Une blessure au genou de la pire espèce pour Cosimo Chiricò
151 jours selon l'estimation, et une longue année de rééducation, privée et sans gloire, que personne ne regarde. Le Casarano perd un footballeur ; lui perd bien davantage qu'une saison.
L'accord avec Ajax est conclu à tous les sens du terme, sauf celui qui le met sur le terrain. Rien ne tourne mal à ce stade, sauf les fois où ça tourne mal.
Flavio Di Dio et un coéquipier en sont venus aux mots, et pas à propos de football. Un centre d'entraînement est un petit monde, et une longue saison le rapetisse encore.
En bref
EffectifDes mots à l'entraînement du Casarano sur qui travaille vraiment
Pas maintenant, pas à un prix que le club était prêt à prononcer à voix haute. Ascoli garde son homme, et Casarano retourne à une liste avec un nom rayé dessus.
« Certaines décisions prennent du temps. Celle-ci a pris dix minutes, dont l’essentiel à chercher un stylo. » Cosimo Patierno et Casarano s’accordent pour 1 années de plus.
Flavio Di Dio était au centre, et lorsqu'on les a séparés, trois ou quatre autres étaient impliqués. Un centre d'entraînement est un lieu étroit, et les longues saisons le rétrécissent.

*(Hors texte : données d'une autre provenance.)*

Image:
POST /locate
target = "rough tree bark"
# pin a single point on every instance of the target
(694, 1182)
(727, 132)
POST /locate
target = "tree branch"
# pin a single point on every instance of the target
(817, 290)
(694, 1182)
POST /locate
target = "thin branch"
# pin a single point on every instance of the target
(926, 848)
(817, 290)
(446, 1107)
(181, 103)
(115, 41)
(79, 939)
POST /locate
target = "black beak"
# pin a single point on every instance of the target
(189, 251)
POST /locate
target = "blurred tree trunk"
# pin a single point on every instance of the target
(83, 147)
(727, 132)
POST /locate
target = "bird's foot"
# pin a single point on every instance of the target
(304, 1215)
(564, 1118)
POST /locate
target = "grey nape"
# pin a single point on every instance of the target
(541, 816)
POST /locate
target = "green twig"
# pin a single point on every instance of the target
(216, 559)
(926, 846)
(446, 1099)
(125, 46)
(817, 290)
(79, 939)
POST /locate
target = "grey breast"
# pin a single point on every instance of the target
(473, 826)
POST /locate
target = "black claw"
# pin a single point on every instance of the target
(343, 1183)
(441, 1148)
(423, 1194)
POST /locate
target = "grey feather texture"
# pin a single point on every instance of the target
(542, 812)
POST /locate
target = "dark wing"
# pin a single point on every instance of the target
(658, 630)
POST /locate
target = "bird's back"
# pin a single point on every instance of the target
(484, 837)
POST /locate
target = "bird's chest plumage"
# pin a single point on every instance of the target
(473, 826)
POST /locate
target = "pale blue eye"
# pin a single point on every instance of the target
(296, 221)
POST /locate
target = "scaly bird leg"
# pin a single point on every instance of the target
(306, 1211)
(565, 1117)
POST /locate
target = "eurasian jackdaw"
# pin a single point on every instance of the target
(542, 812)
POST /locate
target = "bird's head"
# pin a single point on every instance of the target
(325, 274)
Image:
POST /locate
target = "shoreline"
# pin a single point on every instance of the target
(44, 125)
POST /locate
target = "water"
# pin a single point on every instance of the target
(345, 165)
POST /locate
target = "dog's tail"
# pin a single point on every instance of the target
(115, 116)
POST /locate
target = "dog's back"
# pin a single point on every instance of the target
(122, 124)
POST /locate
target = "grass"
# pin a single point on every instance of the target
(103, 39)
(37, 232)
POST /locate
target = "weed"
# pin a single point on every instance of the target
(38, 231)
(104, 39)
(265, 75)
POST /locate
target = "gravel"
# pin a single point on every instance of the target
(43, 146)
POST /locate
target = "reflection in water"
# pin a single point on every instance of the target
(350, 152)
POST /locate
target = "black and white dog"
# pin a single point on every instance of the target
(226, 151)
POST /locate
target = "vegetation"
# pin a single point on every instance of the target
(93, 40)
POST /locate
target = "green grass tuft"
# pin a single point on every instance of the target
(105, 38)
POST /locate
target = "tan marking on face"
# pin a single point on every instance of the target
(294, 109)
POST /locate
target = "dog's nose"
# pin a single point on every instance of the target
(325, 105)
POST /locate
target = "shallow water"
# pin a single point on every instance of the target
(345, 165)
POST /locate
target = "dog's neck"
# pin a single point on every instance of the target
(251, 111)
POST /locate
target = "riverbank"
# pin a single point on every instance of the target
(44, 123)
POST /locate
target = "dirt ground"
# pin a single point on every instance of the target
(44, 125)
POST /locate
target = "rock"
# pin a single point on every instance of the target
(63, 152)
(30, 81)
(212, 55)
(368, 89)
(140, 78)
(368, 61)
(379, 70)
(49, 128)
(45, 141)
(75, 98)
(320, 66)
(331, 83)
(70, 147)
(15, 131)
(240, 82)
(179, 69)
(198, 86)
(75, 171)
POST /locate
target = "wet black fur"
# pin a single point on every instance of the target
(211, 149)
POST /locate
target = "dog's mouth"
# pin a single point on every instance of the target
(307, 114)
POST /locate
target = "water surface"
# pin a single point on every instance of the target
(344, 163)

Pas d'indemnité, pas de présentation, pas d'agent sur le perron. Michele De Carli est dans ce club depuis l'enfance et fait désormais officiellement partie du groupe professionnel — ce qui, pour un lectorat local, vaut mieux que n'importe quelle recrue.
Pas d'indemnité, pas de présentation, pas d'agent sur le perron. Leandro Zanetti est dans ce club depuis l'enfance et fait désormais officiellement partie du groupe professionnel — ce qui, pour un lectorat local, vaut mieux que n'importe quelle recrue.
Un centre de formation existe précisément pour ce matin-là. Manuel De Luca a traversé toutes les catégories du club et porte maintenant un numéro professionnel ; les plus fiers du bâtiment seront ceux qui l'entraînaient à douze ans.
« La signature la plus facile de ma carrière. » Raffaele Maiello et Casarano s'accordent pour 2 années de plus, et l'entraîneur peut désormais construire autour de lui plutôt que penser à le remplacer.
Il ne s'agissait pas de football, et tous ceux qui ont vu la scène le savent. Deux hommes qui doivent jouer ensemble samedi se sont dit cette semaine au Casarano des choses qui prendront plus d'une semaine à effacer.
49 mois à courir et pas un mot d'offre. Un club qui laisse le calendrier négocier à sa place finit généralement par perdre contre le calendrier.
Effectif03/08/2026
7 nouveaux visages, et le Casarano apprend encore à se connaître
Un effectif reconstruit en un seul mercato le paie dans une monnaie que personne ne budgète. Le football n'est pas moins bon que la somme des joueurs ; il est moins bon que la somme des joueurs ayant déjà joué ensemble.